“Se la conoscenza può creare dei problemi, non è tramite
l’ignoranza che possiamo risolverli.”
Isaac Asimov
Un giro di parole che pare descrivere bene la totale inconsapevolezza e ignoranza dell’uomo della strada davanti a cyber-attacchi gravi come quelli agli ospedali e alle altre strutture pubbliche italiane.
Gli attacchi ransomware, come abbiamo più volte detto e sottolineato, non danneggiano solamente l’obiettivo colpito, che può soffrire di interruzioni del servizio più o meno gravi, ma anche e soprattutto tutti coloro che, inconsapevolmente, trovano le loro informazioni più riservate spiattellate sul web.
Mario, Susanna, Luisa e Luigi (sono nomi di fantasia…) certo non avrebbero mai pensato che i risultati delle loro visite mediche, con tanto di nome e cognome, finissero sul web, alla mercé di chiunque. Del vicino, del datore di lavoro (pensiamo ad una visita ginecologica per accertare una gravidanza, ad esempio), del parente (immaginate di scoprire così che un congiunto ha una brutta patologia, che magari voleva mantere riservata), dell’assicuratore (il premio per una polizza vita dipende dalle condizioni di salute dell’assicurato).
Una lesione della propria privacy enorme e insopportabile, così come una limitazione delle proprie libertà.

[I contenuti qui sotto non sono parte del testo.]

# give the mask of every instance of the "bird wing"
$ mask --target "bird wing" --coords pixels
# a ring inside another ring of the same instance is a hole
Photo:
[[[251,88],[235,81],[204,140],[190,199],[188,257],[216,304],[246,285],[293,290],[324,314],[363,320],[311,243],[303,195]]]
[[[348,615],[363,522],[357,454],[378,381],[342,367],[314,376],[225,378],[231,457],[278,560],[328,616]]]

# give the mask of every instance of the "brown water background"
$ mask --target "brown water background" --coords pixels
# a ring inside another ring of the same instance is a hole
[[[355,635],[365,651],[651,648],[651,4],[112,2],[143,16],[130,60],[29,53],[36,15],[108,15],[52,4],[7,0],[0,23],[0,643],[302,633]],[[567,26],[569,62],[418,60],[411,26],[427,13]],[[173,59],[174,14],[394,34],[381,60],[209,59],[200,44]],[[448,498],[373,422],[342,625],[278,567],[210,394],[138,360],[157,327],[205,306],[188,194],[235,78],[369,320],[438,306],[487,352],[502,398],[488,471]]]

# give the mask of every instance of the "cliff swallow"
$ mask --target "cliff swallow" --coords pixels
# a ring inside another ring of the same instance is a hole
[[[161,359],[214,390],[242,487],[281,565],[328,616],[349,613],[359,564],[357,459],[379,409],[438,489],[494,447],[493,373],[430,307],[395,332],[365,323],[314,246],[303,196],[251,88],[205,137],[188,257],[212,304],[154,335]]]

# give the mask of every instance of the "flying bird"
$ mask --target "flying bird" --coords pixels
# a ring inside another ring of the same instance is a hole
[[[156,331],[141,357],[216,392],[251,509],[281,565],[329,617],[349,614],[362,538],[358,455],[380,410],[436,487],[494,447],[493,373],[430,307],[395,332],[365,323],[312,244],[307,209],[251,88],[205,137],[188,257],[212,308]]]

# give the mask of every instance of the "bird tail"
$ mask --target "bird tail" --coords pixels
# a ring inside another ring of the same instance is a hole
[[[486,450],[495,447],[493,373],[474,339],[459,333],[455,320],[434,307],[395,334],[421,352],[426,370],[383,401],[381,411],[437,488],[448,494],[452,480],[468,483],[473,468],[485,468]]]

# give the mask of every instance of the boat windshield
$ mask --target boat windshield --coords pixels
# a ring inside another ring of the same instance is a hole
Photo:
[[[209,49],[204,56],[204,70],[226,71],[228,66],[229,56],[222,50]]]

Ricordate quando il 30 aprile 2008 gli elenchi di chi aveva fatto la dichiarazione dei redditi nell’anno 2005, con tanto di reddito incluso, vennero pubblicati online? Ricordate le proteste e le sollevazioni da ogni parte, che portarono a una pronta marcia indietro della misura?
Se vedere il vostro nome e il reddito dichiarato online, a disposizione di chiunque (parenti, vicini, amici…), vi ha infastidito, come pensate potreste sentirvi nello scoprire che il risultato delle vostre analisi cliniche sono finite sul web?
Eppure sui media, quando la notizia arriva, viene sempre declinata esclusivamente come un attacco cybercriminale a una Istituzione Pubblica, che nel caso di un ospedale, “tutela la salute dei cittadini“. Mai ci si interroga, come pare stia avvenendo nuovamente anche per il recentissimo attacco ai sistemi ICT dell’Ospedale di Alessandria, sulle eventuali responsabilità di chi avrebbe dovuto proteggere e custodire con cura questi dati. Mai viene sottolineata la necessità di investire in risorse e personale formato e adeguato a tutela dei sistemi informatici che gestiscono e conservano i dati riservati degli Italiani. Un attacco che arriva dopo analoghi agli ospedali San Giovanni Addolorata di Roma, ASL 3 di Roma, ASL 2 di Savona, ASL 2 di Terni, ASP di Messina, AULSS6 Euganea, ASL Napoli 3, ASST Lecco, ATS Insubria, Fatebenefratelli, Sacco e Ospedale Macedonio Melloni di Milano.
Eppure, chi si stupirebbe se in una banca senza porte e finestre blindate e senza cassaforte, entrassero ladri a rubare denaro? Probabilmente nessuno. E probabilmente qualche correntista punterebbe il dito contro il Direttore della Banca stessa, chiedendo conto di come i suoi risparmi non siano stati adeguatamente protetti.
Mi aspetterei una reazione analoga anche per la visita neurologica di Aldo, per il consulto ginecologico di Adriana e per la biopsia di Luigi. Ma anche per la domanda di invalidità di Stefano, per la richiesta di un sostegno economico di Tullio e la sua famiglia, che ha un reddito molto basso. Mi aspetteri che anche Alfredo protestasse perché la sua dichiarazione dei redditi, che era gestita da uno studio di commercialisti colpito da un ransomware, protestasse perché è finita in Rete e tutti possono leggerla (i nomi sono di fantasia, ovviamente).
Forse ci arriveremo, quando anche l’uomo della strada o la “casalinga di Voghera” prenderanno consapevolezza del danno che può causare un attacco simile. Ma come possiamo instillare questa consapevolezza se, per primi i media, pare non esserci la dovuta attenzione e sensibilità in merito? Le poche trasmissioni dedicate alla questione raramente affrontano il problema in modo organico e completo, relegando spesso il tutto a una questione squisitamente tecnologica. Si sente la mancanza di strategie organiche e diffuse in merito, quando la cybersecurity dovrebbe entrare nell’educazione civica come l’attraversare sulle striscie, chiudere la porta di casa e controllare di aver chiuso porte e finestre quando usciamo.
Un problema non è un problema fino a quando non viene percepito come tale. Ma un problema rimane un problema, che sia percepito o meno. Solo che, senza percezione, il problema rischia di colpirci in faccia nel modo peggiore possibile.